Cholangiocarcinoma: Causes of Failure in Detection in Biliary Brushing Specimens.
Frank N Moore, Sharon B Sams, Stephen S Raab. University of Colorado at Denver Health Science Center, Aurora
Background: Our study aims to determine the causes of error in detecting cholangiocarcinoma in bile duct brushings by performing root cause analysis of false-negative bile duct brushing cases to assess (1) specimen and (2) sampling quality. Determining root cause allows for the design of quality improvement initiatives to detect high-grade dysplasia and cholangiocarcinoma.
Design: We performed a 5 year retrospective review of all false-negative bile duct brushings in patients who were diagnosed with either high-grade dysplasia (n=17) or cholangiocarcinoma (n=15) in bile duct biopsies obtained at the time of bile duct brushing. The mean age of patients was 66 years old (range = 43-82 years old). Original bile duct brushing specimens were re-screened by 2 board certified pathologists and one senior resident and reclassified accordingly. Root cause analysis was performed on each case to determine specimen quality and sampling quality. Quality specimens were defined as specimens without processing artifact or obscuring components. Quality sampling was defined as specimens with identifiable tumor.
Results: The frequency of a positive bile duct brushing for suspicious and malignant bile duct biopsies was 19% (n=64). Re-screened sensitivity and specificity of bile duct brushing for either high-grade dysplasia or cholangiocarcinoma were 43% and 86.5% respectively. In 59.3% of cases, failure in detection was seen with a poor quality specimen and poor sampling quality; a system-related error. In 25% of cases, failure in detection was seen with a poor quality specimen and adequate sampling; a combination of system-related and pathologist-related error. In 9.3% of cases, failure in detection was seen with an excellent quality of specimen and poor sampling; a system-related error. In 6.3% of cases a cause of failure was seen with an excellent specimen quality and adequate sampling; a pathologist-related error. System-related error was due to poor sampling, processing, and lack of quality control methods. Pathologist-related error was due to cognitive error.
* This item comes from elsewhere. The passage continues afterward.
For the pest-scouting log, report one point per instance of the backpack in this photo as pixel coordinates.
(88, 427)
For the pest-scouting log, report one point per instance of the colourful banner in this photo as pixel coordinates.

Conclusions: The causes of false negative bile duct brushing were multifactorial and included system and pathologist-related error. Poor specimen quality and poor sampling quality appeared to have the most significant role in false-negative bile-duct brushing. Pathologist-related error may benefit from consensus by a second pathologist as a meaningful quality improvement measure and warrants further investigation.